First of all, if we pick an orthonormal basis $\left\{e_i\right\}_{i=1}^n$ we can write any point as $x=x^ie_i$. This gives us $n$ nice functions to consider: $x^i:\mathbb{R}^n\rightarrow\mathbb{R}$ is the function that takes a point and returns its $i$th coordinate. This is actually a sort of subtle point that’s important to consider deeply. We’re used to thinking of $x^i$ as a variable, which stands in for some real number. I’m saying that we want to consider it as a function in its own right. In a way, this is just extending what we did when we considered polynomials as functions and we can do everything algebraically with abstract “variables” as we can with specific “functions” as our $x^i$.

Analytically, though, we can ask how the function $x^i$ behaves as we move our input point around. It’s easy to find the partial derivatives. If $k\neq i$ then

$\displaystyle\left[D_kx^i\right](x)=\lim\limits_{t\to0}\frac{x^i(x+te_k)-x^i(x)}{t}=\lim\limits_{t\to0}\frac{0}{t}=0$

since moving in the $e_k$ direction doesn’t change the $i$th component. On the other hand, if $k=i$ then

$\displaystyle\left[D_kx^i\right](x)=\lim\limits_{t\to0}\frac{x^i(x+te_k)-x^i(x)}{t}=\lim\limits_{t\to0}\frac{t}{t}=1$

since moving a distance $t$ in the $e_k$ direction adds exactly $t$ to the $i$th component. That is, we can write $D_kx^i=\delta_k^i$ — the Kronecker delta.

Of course, since ${0}$ and ${1}$ are both constant, they’re clearly continuous everywhere.
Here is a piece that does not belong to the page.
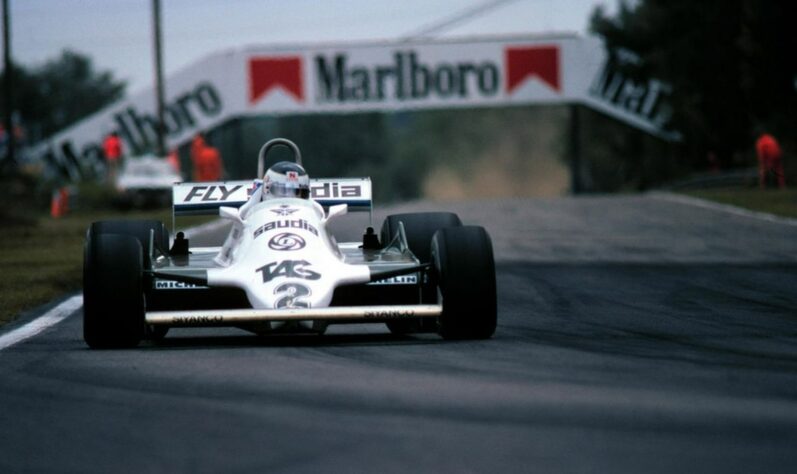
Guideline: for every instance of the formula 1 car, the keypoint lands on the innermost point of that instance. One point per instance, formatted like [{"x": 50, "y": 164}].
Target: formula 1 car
[{"x": 281, "y": 270}]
Thus by the condition we worked out yesterday the differential of $x^i$ exists, and we find

$\displaystyle dx^i(x;t)=\delta_k^it^k=t^i$

We can also write the differential as a linear functional $dx^i(x)$. Since this takes a vector $t$ and returns its $i$th component, it is exactly the dual basis element $\eta^i$. That is, once we pick an orthonormal basis for our vector space of displacements, we can actually write the dual basis of linear functionals as the differentials $dx^i$. And from now on that’s exactly what we’ll do.

So, for example, let’s say we’ve got a differentiable function $f:\mathbb{R}^n\rightarrow\mathbb{R}$. Then we can write its differential as a linear functional

$df(x)=\left[D_1f\right](x)dx^1+\dots+\left[D_nf\right](x)dx^n=\left[D_if\right](x)dx^i$

In the one-dimensional case, we write $df(x)=f'(x)dx$, leading us to the standard Leibniz notation

$\displaystyle\frac{df}{dx}=f'$

If we have to evaluate this function, we use an “evaluation bar” $\frac{df}{dx}\bigr\vert_{x}=f'(x)$, or $\frac{df}{dx}\bigr\vert_{x=a}=f'(a)$ telling us to substitute $a$ for $x$ in the formula for $\frac{df}{dx}$. We also can write the operator that takes in a function and returns its derivative by simply removing the function from this Leibniz notation: $\frac{d}{dx}$.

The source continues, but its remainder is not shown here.